議事大殿內,氣氛凝重如鐵。
數十位來自七宗聯盟的長老、宗主,每一個都是北荒域跺跺腳就能引發一方震動的大人物,此刻卻全都沉默著,目光灼灼地匯聚在那個剛剛踏入大殿的年輕人身上。
林沫無視了這些要將人洞穿的視線,神情沒有一絲波瀾。
他手中捧著十幾卷獸皮,步伐沉穩,一步一步走到大殿中央那巨大的沙盤前。
“林首席。”
還是宗主清玄道長最先開口,打破了寂靜。
他的聲音里,帶著一絲連他自己都未曾察覺的期盼。
“一夜未眠,想必……已有定計?”
滿殿大佬的耳朵齊刷刷豎了起來。
林沫將手中的獸皮卷輕輕放在沙盤旁的桌案上,發出“啪”的一聲輕響,在這安靜的大殿里顯得格外清晰。
他沒有立刻回答,而是伸出修長的手指,在沙盤上輕輕劃過,目光掃視著上面標注出的敵我態勢。
‘行了,前戲做足,逼格拉的差不多,也該開始我真正的表演了。’
林沫心里吐槽,表面上卻是一副胸有成竹、掌控一切的宗師氣派。
他緩緩抬起頭,目光平靜地掃過在場的每一個人,那眼神深邃得仿佛能看透人心,讓所有與他對視的長老都不由自主地避開了目光。
“魔道勢大,其打法詭譎狠厲,毫無章法可言。若以堂堂之陣正面強攻,無異于以卵擊石。”
他開口了,聲音不大,卻清晰地傳遍大殿的每一個角落。
“我軍初敗,士氣低落,若再敗一陣,聯盟便有分崩離析之危。

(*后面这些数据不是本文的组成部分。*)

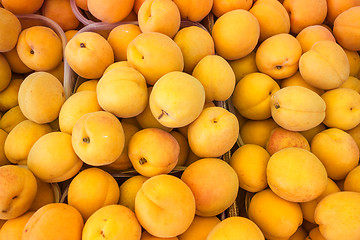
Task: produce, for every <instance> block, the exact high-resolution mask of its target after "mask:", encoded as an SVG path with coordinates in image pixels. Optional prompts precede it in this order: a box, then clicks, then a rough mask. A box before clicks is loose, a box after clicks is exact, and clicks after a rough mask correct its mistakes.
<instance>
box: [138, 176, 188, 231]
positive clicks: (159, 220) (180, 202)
mask: <svg viewBox="0 0 360 240" xmlns="http://www.w3.org/2000/svg"><path fill="white" fill-rule="evenodd" d="M135 214H136V217H137V219H138V221H139V222H140V224H141V226H142V227H143V228H144V229H145V230H146V231H147V232H149V233H150V234H151V235H153V236H155V237H162V238H170V237H175V236H178V235H180V234H182V233H184V232H185V231H186V230H187V229H188V228H189V226H190V225H191V223H192V221H193V219H194V216H195V198H194V195H193V193H192V191H191V189H190V188H189V187H188V186H187V185H186V184H185V183H184V182H183V181H182V180H181V179H179V178H177V177H175V176H172V175H168V174H161V175H157V176H153V177H151V178H149V179H148V180H147V181H146V182H144V184H143V185H142V186H141V188H140V190H139V191H138V193H137V195H136V198H135Z"/></svg>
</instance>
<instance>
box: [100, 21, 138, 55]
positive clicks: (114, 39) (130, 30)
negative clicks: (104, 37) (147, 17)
mask: <svg viewBox="0 0 360 240" xmlns="http://www.w3.org/2000/svg"><path fill="white" fill-rule="evenodd" d="M140 33H141V30H140V28H139V26H138V25H135V24H120V25H119V26H116V27H114V28H113V29H111V31H110V33H109V36H108V37H107V41H108V42H109V44H110V46H111V47H112V49H113V51H114V56H115V61H125V60H127V57H126V54H127V47H128V45H129V43H130V42H131V41H132V40H134V38H135V37H136V36H138V35H139V34H140Z"/></svg>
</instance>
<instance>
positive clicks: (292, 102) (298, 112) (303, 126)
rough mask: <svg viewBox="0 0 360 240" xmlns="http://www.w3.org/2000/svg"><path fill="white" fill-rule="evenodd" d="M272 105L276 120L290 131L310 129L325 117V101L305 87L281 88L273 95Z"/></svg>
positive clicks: (325, 108)
mask: <svg viewBox="0 0 360 240" xmlns="http://www.w3.org/2000/svg"><path fill="white" fill-rule="evenodd" d="M270 106H271V115H272V117H273V119H274V121H275V122H276V123H277V124H278V125H279V126H281V127H283V128H285V129H287V130H290V131H305V130H308V129H310V128H313V127H316V126H317V125H319V124H320V123H322V121H323V120H324V119H325V109H326V104H325V101H324V100H323V99H322V98H321V97H320V96H319V95H318V94H317V93H315V92H313V91H311V90H310V89H308V88H305V87H300V86H290V87H285V88H282V89H280V90H279V91H277V92H275V94H274V95H273V96H272V97H271V100H270Z"/></svg>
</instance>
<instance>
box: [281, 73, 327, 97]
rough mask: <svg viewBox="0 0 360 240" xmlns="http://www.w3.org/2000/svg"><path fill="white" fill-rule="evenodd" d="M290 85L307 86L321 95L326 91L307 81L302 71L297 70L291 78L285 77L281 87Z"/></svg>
mask: <svg viewBox="0 0 360 240" xmlns="http://www.w3.org/2000/svg"><path fill="white" fill-rule="evenodd" d="M289 86H301V87H306V88H308V89H310V90H312V91H314V92H316V93H317V94H319V95H322V94H323V93H324V92H325V91H324V90H323V89H320V88H316V87H313V86H311V85H310V84H308V83H307V82H305V80H304V78H303V77H302V76H301V74H300V72H299V71H297V72H296V73H295V74H294V75H292V76H291V77H289V78H285V79H283V80H282V81H281V88H284V87H289Z"/></svg>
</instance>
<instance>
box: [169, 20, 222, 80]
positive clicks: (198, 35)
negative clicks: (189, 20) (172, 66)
mask: <svg viewBox="0 0 360 240" xmlns="http://www.w3.org/2000/svg"><path fill="white" fill-rule="evenodd" d="M174 41H175V43H176V44H177V45H178V46H179V47H180V49H181V52H182V55H183V57H184V72H186V73H189V74H191V73H192V71H193V70H194V68H195V66H196V64H197V63H198V62H199V61H200V60H201V59H203V58H204V57H206V56H208V55H214V54H215V45H214V40H213V39H212V37H211V35H210V33H209V32H208V31H206V30H205V29H203V28H201V27H199V26H188V27H184V28H182V29H180V30H179V31H178V32H177V33H176V35H175V36H174Z"/></svg>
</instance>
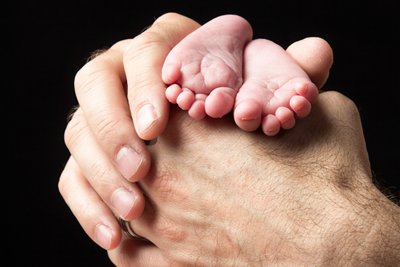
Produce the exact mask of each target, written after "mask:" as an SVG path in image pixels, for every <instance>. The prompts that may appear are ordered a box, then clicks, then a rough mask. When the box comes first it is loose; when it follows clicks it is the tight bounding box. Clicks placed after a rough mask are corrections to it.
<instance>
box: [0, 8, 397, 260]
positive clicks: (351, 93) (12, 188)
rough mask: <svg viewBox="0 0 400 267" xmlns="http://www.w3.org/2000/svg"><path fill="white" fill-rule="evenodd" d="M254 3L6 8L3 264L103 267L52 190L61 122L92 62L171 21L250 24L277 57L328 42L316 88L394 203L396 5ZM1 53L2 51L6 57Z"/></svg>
mask: <svg viewBox="0 0 400 267" xmlns="http://www.w3.org/2000/svg"><path fill="white" fill-rule="evenodd" d="M258 2H260V3H257V4H255V3H252V2H250V1H237V2H235V1H212V2H208V1H180V2H172V1H145V2H142V3H141V2H139V1H133V0H132V1H106V2H100V1H92V2H89V1H81V2H74V1H52V2H49V1H45V2H40V1H25V2H14V4H13V5H12V6H11V10H10V12H9V13H8V16H6V18H7V22H6V25H7V34H9V38H6V39H3V40H4V41H3V43H5V44H7V45H9V46H10V49H9V50H11V51H12V54H11V55H12V58H11V63H10V64H9V65H6V66H5V67H6V68H8V67H10V66H14V67H11V69H13V70H16V71H12V72H11V73H10V74H15V77H14V75H10V74H8V71H6V77H5V80H7V81H10V82H11V88H12V89H13V90H14V91H15V93H16V100H15V102H14V103H15V104H14V105H15V106H14V107H13V108H11V109H10V108H7V109H9V110H10V111H11V112H10V114H11V116H10V118H13V123H15V124H16V128H14V129H16V132H15V133H14V132H11V131H9V128H8V130H6V133H7V134H9V138H10V139H12V140H15V144H16V151H15V152H14V153H15V159H16V167H11V170H12V172H11V173H15V174H12V175H11V177H13V178H12V179H9V178H8V177H10V174H9V175H7V176H5V178H4V180H7V181H8V180H12V186H11V188H8V187H9V186H7V187H6V186H4V187H3V188H4V192H5V196H6V199H7V200H6V203H7V204H8V205H7V206H8V209H7V212H8V213H7V216H5V220H6V223H7V227H6V228H5V229H6V235H7V239H6V242H7V243H6V245H7V249H10V250H9V254H8V256H9V257H10V259H11V261H12V262H13V263H15V264H12V265H15V266H112V265H111V263H110V262H109V260H108V258H107V256H106V252H105V251H104V250H102V249H100V248H99V247H97V246H96V245H95V244H94V242H92V241H91V240H90V239H89V238H88V237H87V236H86V235H85V233H84V232H83V230H82V228H81V227H80V225H79V224H78V222H77V221H76V220H75V218H74V217H73V215H72V213H71V212H70V210H69V209H68V207H67V206H66V204H65V203H64V201H63V199H62V198H61V196H60V194H59V192H58V188H57V183H58V179H59V175H60V173H61V171H62V169H63V165H64V163H65V162H66V160H67V158H68V151H67V149H66V148H65V145H64V140H63V132H64V128H65V126H66V117H67V114H68V112H69V110H70V108H71V107H72V106H73V105H75V104H76V103H77V102H76V99H75V96H74V89H73V79H74V75H75V73H76V72H77V71H78V70H79V68H80V67H82V66H83V65H84V64H85V61H86V59H87V57H88V56H89V54H90V53H91V52H92V51H94V50H96V49H99V48H106V47H109V46H111V45H112V44H113V43H114V42H116V41H118V40H121V39H125V38H132V37H134V36H135V35H137V34H139V33H140V32H141V31H142V30H143V29H144V28H145V27H146V26H148V25H150V24H151V23H152V22H153V20H154V19H155V18H156V17H158V16H160V15H161V14H163V13H165V12H168V11H175V12H178V13H181V14H184V15H186V16H189V17H191V18H193V19H195V20H197V21H198V22H200V23H204V22H206V21H208V20H210V19H212V18H214V17H215V16H217V15H222V14H226V13H236V14H239V15H242V16H243V17H245V18H246V19H248V20H249V21H250V23H251V24H252V25H253V29H254V37H262V38H268V39H271V40H273V41H275V42H277V43H278V44H280V45H282V46H284V47H286V46H288V45H289V44H290V43H292V42H294V41H296V40H299V39H301V38H304V37H308V36H320V37H322V38H325V39H326V40H327V41H328V42H329V43H330V44H331V46H332V48H333V50H334V53H335V63H334V66H333V68H332V71H331V76H330V79H329V80H328V83H327V84H326V86H325V89H326V90H331V89H334V90H337V91H340V92H342V93H343V94H345V95H347V96H348V97H350V98H351V99H352V100H353V101H354V102H355V103H356V104H357V106H358V107H359V109H360V113H361V117H362V122H363V126H364V131H365V132H364V133H365V137H366V141H367V147H368V151H369V154H370V159H371V164H372V169H373V171H374V174H375V176H376V179H377V181H378V182H379V184H381V185H382V186H383V187H385V188H387V190H389V191H390V192H391V193H392V194H394V195H397V196H398V195H399V188H400V186H399V180H400V176H399V171H398V169H399V165H400V164H399V163H400V162H399V157H398V149H399V148H400V146H399V142H398V130H396V128H397V127H398V122H399V119H398V115H399V112H398V107H399V98H398V96H399V93H398V90H400V88H399V85H398V84H399V83H398V82H396V83H395V80H397V79H399V76H398V73H399V63H398V59H397V58H398V57H397V55H398V53H399V51H398V49H396V48H397V47H398V42H397V43H396V42H395V35H398V33H399V26H398V24H396V23H397V22H396V21H395V15H397V14H396V12H395V10H396V9H395V7H394V1H391V2H390V3H389V2H385V1H331V2H328V1H315V2H311V1H276V0H275V1H262V0H261V1H258ZM9 50H8V49H5V51H3V53H4V54H5V56H6V57H8V56H9V52H8V51H9ZM3 67H4V66H3ZM3 73H4V70H3ZM7 84H8V83H5V85H6V88H4V89H5V90H9V86H8V85H7ZM3 102H4V105H7V107H9V105H10V103H6V102H7V101H3ZM5 128H7V127H5ZM12 166H14V165H12ZM6 178H7V179H6Z"/></svg>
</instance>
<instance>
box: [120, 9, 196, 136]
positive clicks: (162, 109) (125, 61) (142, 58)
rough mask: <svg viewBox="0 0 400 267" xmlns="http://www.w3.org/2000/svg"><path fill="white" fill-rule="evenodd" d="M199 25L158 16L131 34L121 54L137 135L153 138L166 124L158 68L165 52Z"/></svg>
mask: <svg viewBox="0 0 400 267" xmlns="http://www.w3.org/2000/svg"><path fill="white" fill-rule="evenodd" d="M198 27H199V24H198V23H197V22H195V21H193V20H191V19H189V18H187V17H185V16H182V15H180V14H177V13H167V14H164V15H162V16H160V17H159V18H158V19H157V20H156V21H155V22H154V23H153V24H152V25H151V27H150V28H148V29H147V30H146V31H144V32H143V33H142V34H140V35H138V36H137V37H135V38H134V39H133V40H132V41H131V42H130V43H129V45H128V46H127V48H126V49H125V53H124V57H123V59H124V66H125V72H126V76H127V86H128V100H129V104H130V108H131V113H132V117H133V121H134V124H135V128H136V131H137V133H138V135H139V136H140V137H141V138H142V139H145V140H152V139H154V138H156V137H157V136H158V135H159V134H160V133H161V132H162V131H163V130H164V129H165V127H166V124H167V121H168V116H169V102H168V101H167V99H166V97H165V89H166V86H165V84H164V82H163V81H162V79H161V69H162V65H163V62H164V59H165V58H166V56H167V54H168V53H169V51H170V50H171V49H172V47H174V46H175V45H176V44H177V43H178V42H179V41H180V40H181V39H183V38H184V37H185V36H186V35H188V34H189V33H190V32H192V31H193V30H195V29H196V28H198Z"/></svg>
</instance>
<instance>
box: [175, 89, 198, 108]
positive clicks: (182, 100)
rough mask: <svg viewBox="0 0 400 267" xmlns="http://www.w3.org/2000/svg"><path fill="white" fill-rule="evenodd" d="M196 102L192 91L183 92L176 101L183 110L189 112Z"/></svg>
mask: <svg viewBox="0 0 400 267" xmlns="http://www.w3.org/2000/svg"><path fill="white" fill-rule="evenodd" d="M194 101H195V96H194V93H193V92H192V91H190V90H183V92H182V93H180V94H179V95H178V97H177V99H176V103H177V104H178V106H179V107H180V108H181V109H183V110H188V109H189V108H190V107H191V106H192V104H193V102H194Z"/></svg>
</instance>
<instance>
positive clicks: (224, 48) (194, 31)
mask: <svg viewBox="0 0 400 267" xmlns="http://www.w3.org/2000/svg"><path fill="white" fill-rule="evenodd" d="M252 34H253V32H252V28H251V26H250V24H249V23H248V22H247V21H246V20H245V19H243V18H241V17H240V16H236V15H223V16H220V17H217V18H215V19H213V20H211V21H209V22H208V23H206V24H204V25H203V26H201V27H200V28H198V29H197V30H196V31H194V32H192V33H191V34H189V35H188V36H187V37H185V38H184V39H183V40H182V41H181V42H179V43H178V44H177V45H176V46H175V47H174V48H173V49H172V50H171V52H170V53H169V54H168V56H167V58H166V59H165V62H164V65H163V68H162V79H163V81H164V82H165V83H166V84H168V85H169V86H168V88H167V90H166V93H165V94H166V97H167V99H168V101H170V102H171V103H176V104H178V106H179V107H180V108H182V109H184V110H188V113H189V115H190V116H191V117H193V118H195V119H201V118H203V117H204V116H205V115H209V116H210V117H213V118H219V117H222V116H224V115H225V114H227V113H229V112H230V111H231V110H232V109H233V105H234V102H235V97H236V94H237V92H238V90H239V87H240V86H241V85H242V83H243V77H242V65H243V51H244V46H245V45H246V44H247V43H248V42H249V41H250V40H251V38H252Z"/></svg>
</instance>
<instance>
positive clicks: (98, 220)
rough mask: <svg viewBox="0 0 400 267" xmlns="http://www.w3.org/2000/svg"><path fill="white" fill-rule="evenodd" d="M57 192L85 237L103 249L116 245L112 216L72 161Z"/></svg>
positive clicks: (111, 246) (115, 245)
mask: <svg viewBox="0 0 400 267" xmlns="http://www.w3.org/2000/svg"><path fill="white" fill-rule="evenodd" d="M58 188H59V191H60V193H61V195H62V197H63V198H64V200H65V202H66V203H67V205H68V207H69V208H70V209H71V211H72V213H73V214H74V215H75V217H76V218H77V220H78V222H79V223H80V225H81V226H82V228H83V230H84V231H85V232H86V234H87V235H88V236H89V237H90V238H91V239H92V240H93V241H95V242H96V243H97V244H98V245H100V246H101V247H103V248H104V249H112V248H114V247H116V245H117V244H119V242H120V239H121V230H120V227H119V225H118V223H117V221H116V219H115V216H114V214H113V213H112V212H111V210H110V209H109V208H108V207H107V206H106V204H105V203H104V202H103V201H102V199H101V198H100V197H99V195H98V194H97V193H96V192H95V191H94V190H93V188H92V187H91V185H90V184H89V183H88V182H87V180H86V179H85V178H84V177H83V175H82V173H81V172H80V171H79V166H78V165H77V164H76V162H75V161H74V159H73V158H72V157H71V158H70V159H69V160H68V162H67V164H66V166H65V169H64V171H63V172H62V174H61V176H60V180H59V183H58Z"/></svg>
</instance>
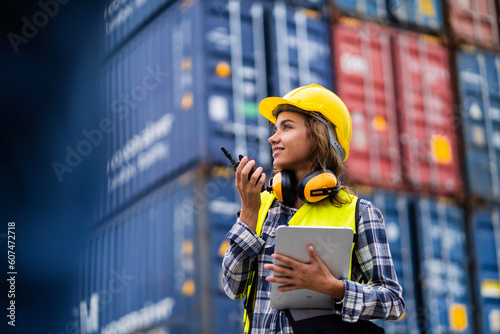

”
這番話,說得在場眾人心中一沉,臉色都難看了幾分。
這不就是他們正在發愁的事情嗎?
說了跟沒說一樣。
“所以……”林沫話鋒一轉,聲音陡然拔高,
“此戰,當出奇制勝!”
他猛地從桌上拿起一卷獸皮,“嘩啦”一聲展開。
眾人定睛看去,只見上面畫著鬼畫符一般的陣圖和行軍路線,旁邊還用氣勢磅礴的字體寫著幾個大字。
“此為第一策,我將其命名為,‘敵后穿插,中心開花’。”
“我欲將盟軍弟子,打散重組,分為數支奇兵。”
他拿起一枚代表“主力沖鋒”的紅色令旗,指向沙盤上一個不起眼的位置。
“此隊,由我青云劍宗弟子張凡率領,皆取宗門內體魄強健、勇猛無畏之士三百人,我稱之為——‘德瑪西亞沖鋒隊’!”
“德……德瑪西亞?”
一位長老沒忍住,脫口而出,滿臉的問號。
這是什么上古秘語?聽都沒聽說過!
“噗……”
一個不合時宜的嗤笑聲從角落里傳來。
眾人循聲望去,正是天瀾宗新上任的首席弟子,劉洋。
碧髓秘境之行后,他痛定思痛、刻苦修行,剛好肖鈺死后天瀾宗首席之位空缺,他便順勢補上,如今他也是金丹初期修為,不再畏懼那林沫半分。
“咳咳,”劉洋清了清嗓子,陰陽怪氣地說道,
“林首席果然是天縱奇才,連這戰隊的名號都如此……別出心裁,我等凡夫俗子,實在是聞所未聞啊。”
他這話一出,殿內頓時響起一陣竊竊私語。
“德瑪西亞……聽著怎么跟罵人似的?”
“這……這是哪門子的兵法?也太兒戲了吧?”
“胡鬧!簡直是胡鬧!戰陣大事,豈能如此輕率!”
一位脾氣火爆的長老猛地一拍桌子,站了起來,怒視著林沫。
面對眾人的質疑和嘲諷,林沫的表情沒有絲毫變化。
他只是冷冷地瞥了一眼劉洋,那眼神,就像在看一個跳梁小丑。讓后者心中莫名一寒,剛剛升起的傲氣瞬間被澆滅大半。
‘笑吧,笑吧,等會兒有你們哭的時候。’
他內心毫無波瀾,隨即轉向那位發怒的長老,聲音依舊平淡,卻帶著一股令人心悸的威壓。
“此乃太初仙王所傳上古兵法,講究言出法隨,氣運加持。名號,便是‘真言’,是引動天地之力的關鍵。”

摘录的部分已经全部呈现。